В разговор вмешался капитан:
— Ну, положим, это слишком сильно сказано, — сказал он. — Я пока еще остаюсь командиром этой лодки. К тому же у меня заключен контракт, и в том документе ничего не сказано про какой-то «Нефтьсибирьинвест». Так что вплоть до возвращения в порт я по-прежнему выполняю условия контракта. И господин Туровский остается тем, кем до этой минуты и был, то есть распорядительным директором. Я ясно излагаю? — спросил он у старика.
— Более чем, — смотрел на капитана старик светлым взором.
— Вот и хорошо, — кивнул тот. — И замечательно. А сейчас я никого более не задерживаю…

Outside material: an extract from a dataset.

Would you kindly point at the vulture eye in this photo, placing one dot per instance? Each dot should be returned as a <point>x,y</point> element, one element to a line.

Вообще-то он сказал то, что должен был сказать, и это понимали все. Как понимали и то, что что-то изменилось. На Туровского, во всяком случае, нельзя было смотреть без сострадания.
С легкой улыбкой на устах старик оглядел всех присутствующих и сказал:
— Если вы разрешите мне остаться, капитан, я задержу вас не более чем на пять минут. Разумеется, мне хотелось бы говорить с вами тет-а-тет.
Зотов некоторое время пристально смотрел на него, а потом устало прикрыл веки и проговорил:
— Во-первых, не капитан, а командир. Это подводная лодка, а не команда КВН. Во-вторых, тет-а-тет не получится в любом случае. Как я уже сказал, господин Туровский остается распорядительным директором до конца круиза. Уверен, что вы хотите говорить со мной о функциях лодки, а без Туровского, повторяю, я с вами говорить не намерен. Все остальные могут выйти.
— Я тоже? — спросил Лева.
— Все, кроме Туровского и господина Петуха, — твердо проговорил Зотов.
Лева пожал плечами и направился к выходу. Рябинина, Сюткин и я последовали за ним — остаться не было никакой возможности, ни единой. На лице Рябининой было написано отчаяние от того, что она не может этого сделать. Ее прямо-таки снедало профессиональное любопытство. Мне же почему-то было абсолютно до лампочки, кто у них теперь будет чем заправлять. Мне нестерпимо хотелось домой.
— А этот? — раздался вдруг голос Левы от самой двери.
С решительным видом он показывал на «тень» старика. Не берусь утверждать, чего в этом жесте было больше: профессиональной настороженности или уязвленного самолюбия.
На лице у «тени» не дрогнул ни один мускул, что называется. Гвозди бы делать из этих людей…
— Ах, этот? — рассмеялся Петух. — Не беспокойтесь, уважаемый. С ним или без него, это в любом случае будет безусловный тет-а-тет. Не волнуйтесь. Можете спокойно идти.